Of the seven points they discussed about “seeing the future” to plan the strategy of today, the one that interested me the most was the “vision.” The speakers not only explained that a vision should be inspiring, but should be much broader and much, much farther in the future than a standard business plan.
Now, most strategist know that a business plan is a management document, not a strategy document. However, this “vision” approach helps look between the lines of the business plan in promoting to the world what the business believes in, not just what it sells.
As our speakers said, if you start from the future, and that is 20+ years, you can design the strategy and tactics necessary to get there, today. Jim Collins describes this as his Big Hairy Audacious Goals in his book, Built to Last. As Jim quoted Teddy Roosevelt, ” Far better to dare mighty things, to win glorious triumphs, even though checkered by failure, than to take rank with those poor spirits who neither enjoy much nor suffer much, because they live in the gray twilight that knows not victory, not defeat.”

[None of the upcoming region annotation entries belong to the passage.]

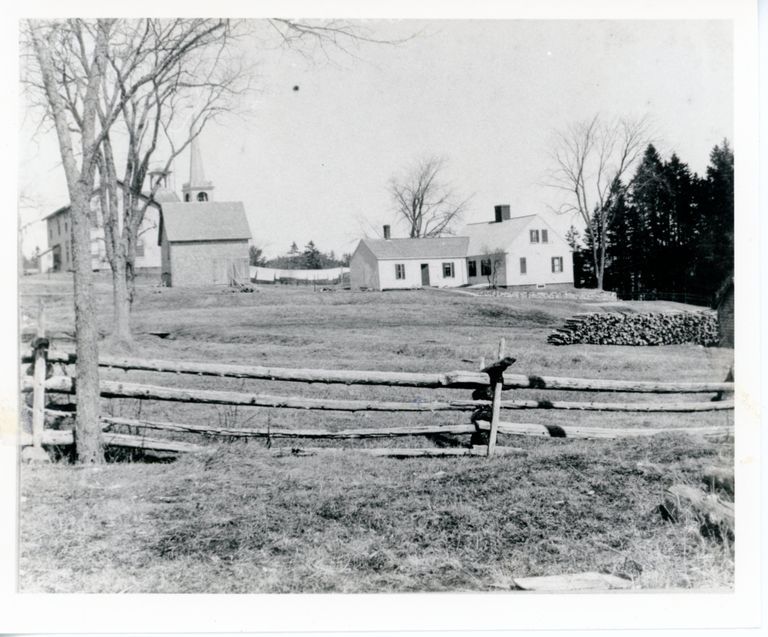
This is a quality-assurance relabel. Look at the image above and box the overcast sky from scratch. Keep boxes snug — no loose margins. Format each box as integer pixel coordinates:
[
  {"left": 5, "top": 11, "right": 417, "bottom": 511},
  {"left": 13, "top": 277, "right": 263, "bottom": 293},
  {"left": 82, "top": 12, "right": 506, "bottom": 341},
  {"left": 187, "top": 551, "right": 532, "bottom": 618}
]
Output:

When designing a business plan, think strategically. When implementing strategy, build a business plan. Normally, business plans look forward starting at a current place in time. However, if you start a business plan by strategizing from the future, you create a new dimension of striving for a vision that surpasses the limited confines of a normal business plan.
Most small and medium-sized businesses find this concept foreign because businesses usually only want to know two things: 1) What are my sales? And 2) Do I have enough money to make payroll?
When these businesses focus on only the ground in front of them, they fail to see the direction they are travelling until they drive off a cliff. And then it is too late.